Although Laplace smoothing does not perform well enough to be employed in recent n-gram models, it does provide an excellent introduction to many of the concepts found in other smoothing algorithms.
The count ci normalized by the total number of word tokens N is the unsmoothed maximum likelihood estimate of the unigram probability of the word wi:
P(wi) = ci/N
We must additionally change the denominator to account for the extra V observations because there are V terms in the lexicon and each one has been increased:
Plaplace(wi) = ci+1/N+V
By establishing an adjusted count c, it is easy to define how a smoothing technique impacts the numerator. Because we’re simply modifying the numerator and adding 1, we’ll need to multiply by a normalizable factor to determine this count.
C*i =ci+1 * N/N+V
After that, the corrected count can be normalized by N-words, yielding a probabilistic value.
Add-k smoothing
One option to add one smoothing is to shift a smaller portion of the probability mass from observed to unknown events. Instead of adding 1, we add a fractional count k (.5?.05?.01?) to each count. As a result, add-k smoothing is the name of the algorithm.
Add-k smoothing necessitates the existence of a mechanism for determining k, which can be accomplished, for example, by optimizing on a devset. Despite the fact that add-k is beneficial for some tasks (such as text classification), it turns out that it isn’t very good at language modeling.
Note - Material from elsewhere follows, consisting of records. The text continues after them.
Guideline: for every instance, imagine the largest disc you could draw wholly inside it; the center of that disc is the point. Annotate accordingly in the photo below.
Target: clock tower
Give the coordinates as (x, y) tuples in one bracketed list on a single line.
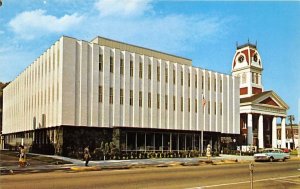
[(247, 65)]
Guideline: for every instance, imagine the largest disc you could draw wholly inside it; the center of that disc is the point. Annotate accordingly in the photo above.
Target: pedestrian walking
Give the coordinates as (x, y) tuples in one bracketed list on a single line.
[(22, 156), (87, 155), (208, 152)]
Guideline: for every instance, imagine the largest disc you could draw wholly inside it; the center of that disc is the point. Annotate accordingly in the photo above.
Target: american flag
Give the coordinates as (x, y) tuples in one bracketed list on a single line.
[(203, 100)]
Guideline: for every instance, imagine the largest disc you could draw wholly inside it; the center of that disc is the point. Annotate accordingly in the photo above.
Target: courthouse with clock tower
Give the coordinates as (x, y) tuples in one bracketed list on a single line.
[(259, 109)]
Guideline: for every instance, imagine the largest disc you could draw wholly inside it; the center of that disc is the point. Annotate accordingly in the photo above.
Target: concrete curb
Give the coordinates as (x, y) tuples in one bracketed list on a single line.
[(77, 168)]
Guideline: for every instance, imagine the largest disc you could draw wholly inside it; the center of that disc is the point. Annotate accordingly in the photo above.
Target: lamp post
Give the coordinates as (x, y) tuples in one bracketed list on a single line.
[(292, 118)]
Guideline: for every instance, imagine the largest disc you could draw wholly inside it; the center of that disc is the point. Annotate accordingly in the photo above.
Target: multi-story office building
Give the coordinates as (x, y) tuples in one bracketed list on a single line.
[(78, 93)]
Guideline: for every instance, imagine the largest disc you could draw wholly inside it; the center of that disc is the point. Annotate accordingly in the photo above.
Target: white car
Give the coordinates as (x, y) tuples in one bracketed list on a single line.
[(271, 154)]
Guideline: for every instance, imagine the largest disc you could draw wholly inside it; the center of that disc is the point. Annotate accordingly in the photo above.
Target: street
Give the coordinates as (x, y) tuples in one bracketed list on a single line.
[(266, 175)]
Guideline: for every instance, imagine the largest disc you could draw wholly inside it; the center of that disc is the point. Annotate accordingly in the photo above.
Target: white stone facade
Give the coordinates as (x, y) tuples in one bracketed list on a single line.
[(63, 87)]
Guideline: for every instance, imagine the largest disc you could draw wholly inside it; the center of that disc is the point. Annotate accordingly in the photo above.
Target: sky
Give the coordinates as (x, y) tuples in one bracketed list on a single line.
[(204, 31)]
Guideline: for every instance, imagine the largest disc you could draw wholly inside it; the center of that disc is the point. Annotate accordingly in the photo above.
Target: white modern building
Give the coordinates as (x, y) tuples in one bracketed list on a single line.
[(104, 90), (259, 109)]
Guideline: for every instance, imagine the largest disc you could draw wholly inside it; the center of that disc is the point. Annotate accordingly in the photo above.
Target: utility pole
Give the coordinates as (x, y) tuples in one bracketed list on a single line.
[(251, 168), (292, 118)]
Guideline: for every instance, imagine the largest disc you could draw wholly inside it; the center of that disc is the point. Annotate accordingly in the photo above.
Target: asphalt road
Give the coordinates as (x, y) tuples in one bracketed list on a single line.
[(266, 175)]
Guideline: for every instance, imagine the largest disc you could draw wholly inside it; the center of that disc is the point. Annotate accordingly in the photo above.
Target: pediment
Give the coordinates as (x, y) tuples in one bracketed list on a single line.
[(271, 99), (266, 98)]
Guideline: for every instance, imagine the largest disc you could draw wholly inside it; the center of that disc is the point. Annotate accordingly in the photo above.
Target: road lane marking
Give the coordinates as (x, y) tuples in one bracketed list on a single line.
[(289, 181), (244, 182)]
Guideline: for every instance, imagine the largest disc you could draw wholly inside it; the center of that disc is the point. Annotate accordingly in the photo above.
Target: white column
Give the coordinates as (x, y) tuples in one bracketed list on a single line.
[(260, 132), (283, 137), (250, 130), (274, 133)]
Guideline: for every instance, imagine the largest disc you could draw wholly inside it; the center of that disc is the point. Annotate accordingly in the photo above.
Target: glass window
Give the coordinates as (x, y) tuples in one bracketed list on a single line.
[(149, 71), (131, 68), (131, 98), (158, 73), (122, 66), (174, 76), (166, 102), (111, 95), (149, 100), (141, 70), (121, 96), (166, 75), (100, 62), (100, 93), (140, 99), (158, 101), (111, 65)]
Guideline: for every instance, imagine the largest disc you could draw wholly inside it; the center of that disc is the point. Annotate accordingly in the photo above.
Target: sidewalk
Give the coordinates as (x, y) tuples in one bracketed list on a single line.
[(79, 165)]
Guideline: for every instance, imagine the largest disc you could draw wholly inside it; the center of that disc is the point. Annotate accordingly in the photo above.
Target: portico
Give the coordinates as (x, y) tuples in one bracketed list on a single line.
[(259, 110), (259, 116)]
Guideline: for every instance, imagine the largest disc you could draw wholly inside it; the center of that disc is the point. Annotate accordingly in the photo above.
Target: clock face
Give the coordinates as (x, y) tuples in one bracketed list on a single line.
[(255, 58), (241, 59)]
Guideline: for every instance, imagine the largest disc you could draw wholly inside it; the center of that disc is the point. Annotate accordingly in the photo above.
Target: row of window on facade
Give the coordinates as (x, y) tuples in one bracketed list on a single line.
[(158, 101), (111, 68)]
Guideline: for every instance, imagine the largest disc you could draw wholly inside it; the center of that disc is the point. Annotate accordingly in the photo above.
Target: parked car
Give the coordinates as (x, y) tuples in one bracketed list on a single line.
[(286, 150), (271, 154)]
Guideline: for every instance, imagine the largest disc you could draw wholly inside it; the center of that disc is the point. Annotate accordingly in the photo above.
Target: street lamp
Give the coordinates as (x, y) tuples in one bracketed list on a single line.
[(292, 118)]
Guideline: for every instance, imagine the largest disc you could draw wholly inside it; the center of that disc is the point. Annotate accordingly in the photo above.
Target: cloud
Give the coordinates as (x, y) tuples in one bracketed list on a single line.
[(122, 7), (32, 24), (170, 33)]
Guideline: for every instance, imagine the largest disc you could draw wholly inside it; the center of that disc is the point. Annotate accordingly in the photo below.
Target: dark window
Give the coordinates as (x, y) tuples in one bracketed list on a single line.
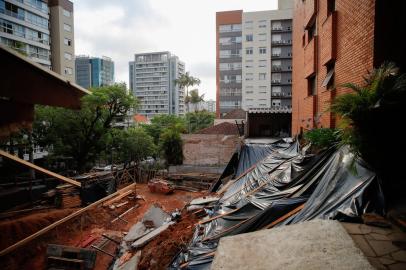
[(311, 86), (331, 6)]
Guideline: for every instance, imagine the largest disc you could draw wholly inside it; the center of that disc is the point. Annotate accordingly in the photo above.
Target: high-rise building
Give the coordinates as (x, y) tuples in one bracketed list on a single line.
[(42, 30), (336, 42), (152, 80), (254, 59), (228, 61), (94, 71)]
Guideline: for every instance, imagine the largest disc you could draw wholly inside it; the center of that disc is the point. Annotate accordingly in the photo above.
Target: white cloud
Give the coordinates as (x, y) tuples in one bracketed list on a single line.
[(119, 29)]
Limitations and Tools for N-gram Model
When a model is trained on Shakespeare’s writings, it will not make accurate predictions when applied to another genre. As a result, we must ensure that the training corpus resembles the test corpus. Like many statistical models, the N-gram model is heavily reliant on the training corpus. As a result, the probabilities frequently encode specific information about a training corpus. Furthermore, the performance of the N-gram model fluctuates as the value of N changes. A notable problem with the MLE approach is sparse data. In other words, every N-gram that appeared a significant number of times may have a credible probability estimate. However, because any corpus is restricted, it is inevitable that some perfectly acceptable English word sequences will be absent. As a result, any training corpus’ N-gram matrix is certain to contain a significant number of occurrences of putative “zero probability N-grams.” In one study, a bigram model outperformed a unigram model in sentiment analysis, but the number of features increased. As a result, good feature selection strategies are required when scaling N-gram models to larger datasets or switching to a higher N. Longer-distance context is poorly captured by N-gram models. Performance gains are restricted after 6-grams, according to research.
Software Tools for N-gram
N-gram, tm, tau, and RWeka are a few useful R packages. N-gram analysis is supported by the tidytext package. The NTLK method nltk. utils. ngrams is available in Python (). nltk.lm is a more extensive package. The ngram package can compute n-gram string similarity outside of NLTK. SRILM is a handy toolkit for developing language models that are written in C++ and freely sourced. This includes the ngram-f utility. This includes the utility ngram-format, which can read or write N-gram models in the popular ARPA backoff format, which was designed by Doug Paul at MIT Lincoln Labs. A demo of an N-gram predictive model implemented in R Shiny can be tried out online. It’s based on Google Books research. It displays how the N-gram coheres with a set of words. Given a sequence of words, it shows how the N-gram counts have changed over the years.